Dalam arahannya, Presiden menegaskan bahwa penanganan perkara tidak boleh berhenti pada pelaku lapangan. Aparat diminta untuk mengungkap kemungkinan adanya pihak lain yang terlibat, termasuk sosok yang diduga menjadi dalang di balik aksi penyiraman tersebut. Penelusuran terhadap pihak yang menyuruh maupun yang membiayai tindakan itu juga menjadi bagian dari fokus penyidikan.
Pemerintah menekankan bahwa penegakan hukum dalam kasus ini harus dilakukan tanpa pandang bulu. Setiap pihak yang terbukti terlibat akan diproses sesuai ketentuan hukum yang berlaku. Hal ini mencakup kemungkinan keterlibatan individu dari berbagai latar belakang, termasuk apabila ditemukan indikasi keterlibatan oknum aparat.
Sejauh ini, proses penyelidikan masih terus berlangsung. Aparat kepolisian melakukan pengumpulan alat bukti melalui berbagai metode, seperti pemeriksaan saksi dan analisis rekaman kamera pengawas (CCTV) di sekitar lokasi kejadian.
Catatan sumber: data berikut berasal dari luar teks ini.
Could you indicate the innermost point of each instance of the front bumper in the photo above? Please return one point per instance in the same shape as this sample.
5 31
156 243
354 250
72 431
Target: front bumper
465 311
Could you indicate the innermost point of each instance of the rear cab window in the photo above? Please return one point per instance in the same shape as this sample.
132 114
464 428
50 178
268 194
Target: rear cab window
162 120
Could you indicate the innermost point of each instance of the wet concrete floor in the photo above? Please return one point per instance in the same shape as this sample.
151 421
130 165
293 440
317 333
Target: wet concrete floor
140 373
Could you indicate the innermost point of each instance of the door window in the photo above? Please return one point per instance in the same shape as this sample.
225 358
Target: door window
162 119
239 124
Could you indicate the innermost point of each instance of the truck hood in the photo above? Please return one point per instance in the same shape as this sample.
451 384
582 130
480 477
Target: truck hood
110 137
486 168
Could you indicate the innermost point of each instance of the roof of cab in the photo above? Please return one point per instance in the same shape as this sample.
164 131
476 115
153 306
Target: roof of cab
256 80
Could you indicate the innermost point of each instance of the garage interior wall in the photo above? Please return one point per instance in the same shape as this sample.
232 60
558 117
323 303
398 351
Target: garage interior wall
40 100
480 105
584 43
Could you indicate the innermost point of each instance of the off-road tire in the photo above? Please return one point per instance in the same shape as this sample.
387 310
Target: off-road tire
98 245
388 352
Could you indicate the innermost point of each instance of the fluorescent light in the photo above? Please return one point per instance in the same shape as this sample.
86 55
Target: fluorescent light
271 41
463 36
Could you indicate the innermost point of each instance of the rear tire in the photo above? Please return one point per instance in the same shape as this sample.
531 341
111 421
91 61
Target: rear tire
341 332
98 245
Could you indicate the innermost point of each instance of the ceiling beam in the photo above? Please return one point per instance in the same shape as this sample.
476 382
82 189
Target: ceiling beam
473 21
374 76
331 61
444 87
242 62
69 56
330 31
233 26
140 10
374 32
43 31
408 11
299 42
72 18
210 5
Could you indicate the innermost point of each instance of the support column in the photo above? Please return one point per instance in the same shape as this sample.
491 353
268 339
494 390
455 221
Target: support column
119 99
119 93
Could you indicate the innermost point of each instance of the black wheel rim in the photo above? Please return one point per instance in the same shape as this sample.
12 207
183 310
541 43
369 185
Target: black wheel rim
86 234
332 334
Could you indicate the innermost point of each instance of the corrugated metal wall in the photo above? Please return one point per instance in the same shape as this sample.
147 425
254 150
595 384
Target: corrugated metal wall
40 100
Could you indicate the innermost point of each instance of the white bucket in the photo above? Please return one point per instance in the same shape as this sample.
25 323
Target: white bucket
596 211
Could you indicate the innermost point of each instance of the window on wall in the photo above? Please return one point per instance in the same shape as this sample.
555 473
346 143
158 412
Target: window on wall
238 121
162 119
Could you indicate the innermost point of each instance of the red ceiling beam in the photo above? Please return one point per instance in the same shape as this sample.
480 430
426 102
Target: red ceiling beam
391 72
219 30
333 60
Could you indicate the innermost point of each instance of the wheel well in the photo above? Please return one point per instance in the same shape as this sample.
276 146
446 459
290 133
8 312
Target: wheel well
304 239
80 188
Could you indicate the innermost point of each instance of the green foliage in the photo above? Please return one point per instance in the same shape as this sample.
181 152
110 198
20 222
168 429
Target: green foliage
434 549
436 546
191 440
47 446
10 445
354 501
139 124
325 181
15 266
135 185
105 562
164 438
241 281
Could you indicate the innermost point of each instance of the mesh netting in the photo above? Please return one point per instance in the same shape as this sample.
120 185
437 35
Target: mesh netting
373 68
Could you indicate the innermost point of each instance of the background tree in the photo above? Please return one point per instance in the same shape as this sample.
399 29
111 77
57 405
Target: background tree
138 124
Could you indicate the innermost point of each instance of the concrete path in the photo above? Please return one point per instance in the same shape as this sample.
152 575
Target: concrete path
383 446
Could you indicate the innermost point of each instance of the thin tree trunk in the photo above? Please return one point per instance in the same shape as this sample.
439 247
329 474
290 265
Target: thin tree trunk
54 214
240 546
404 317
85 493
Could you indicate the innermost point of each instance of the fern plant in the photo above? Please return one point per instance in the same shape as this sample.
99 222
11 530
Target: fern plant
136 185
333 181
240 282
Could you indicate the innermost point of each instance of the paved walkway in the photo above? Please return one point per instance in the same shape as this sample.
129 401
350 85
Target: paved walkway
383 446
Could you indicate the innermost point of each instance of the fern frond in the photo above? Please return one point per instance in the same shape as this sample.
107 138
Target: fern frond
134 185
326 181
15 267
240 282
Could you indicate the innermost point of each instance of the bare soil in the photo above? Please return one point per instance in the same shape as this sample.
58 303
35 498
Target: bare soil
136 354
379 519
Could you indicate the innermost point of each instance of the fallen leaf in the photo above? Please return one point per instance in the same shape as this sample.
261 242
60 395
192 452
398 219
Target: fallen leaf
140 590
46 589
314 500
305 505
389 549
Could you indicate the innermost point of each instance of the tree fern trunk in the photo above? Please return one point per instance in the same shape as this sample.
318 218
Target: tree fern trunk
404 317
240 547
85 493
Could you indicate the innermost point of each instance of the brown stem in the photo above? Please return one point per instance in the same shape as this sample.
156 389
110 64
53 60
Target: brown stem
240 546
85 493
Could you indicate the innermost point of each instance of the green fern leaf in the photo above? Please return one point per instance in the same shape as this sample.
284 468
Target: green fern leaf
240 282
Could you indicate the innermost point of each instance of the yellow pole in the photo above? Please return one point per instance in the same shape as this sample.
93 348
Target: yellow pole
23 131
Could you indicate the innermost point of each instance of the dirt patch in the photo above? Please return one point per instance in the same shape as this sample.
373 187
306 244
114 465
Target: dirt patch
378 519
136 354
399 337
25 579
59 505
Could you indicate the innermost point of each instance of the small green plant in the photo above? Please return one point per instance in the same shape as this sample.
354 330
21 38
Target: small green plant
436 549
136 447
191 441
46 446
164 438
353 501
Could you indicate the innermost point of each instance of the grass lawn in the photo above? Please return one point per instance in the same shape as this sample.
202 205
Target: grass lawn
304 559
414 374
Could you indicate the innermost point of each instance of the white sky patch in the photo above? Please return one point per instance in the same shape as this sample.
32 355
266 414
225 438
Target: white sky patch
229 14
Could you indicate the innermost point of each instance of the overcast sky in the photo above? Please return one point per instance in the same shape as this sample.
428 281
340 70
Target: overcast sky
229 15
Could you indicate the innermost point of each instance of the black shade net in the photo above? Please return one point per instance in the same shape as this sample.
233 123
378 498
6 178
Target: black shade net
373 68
Sejumlah pihak juga telah diamankan untuk dimintai keterangan guna memperjelas kronologi dan peran masing-masing dalam peristiwa tersebut.
Kasus penyiraman air keras ini menjadi sorotan karena menyasar seorang aktivis hak asasi manusia. Pemerintah menyatakan bahwa proses hukum akan terus berjalan hingga seluruh pihak yang bertanggung jawab dapat diungkap dan dibawa ke hadapan hukum.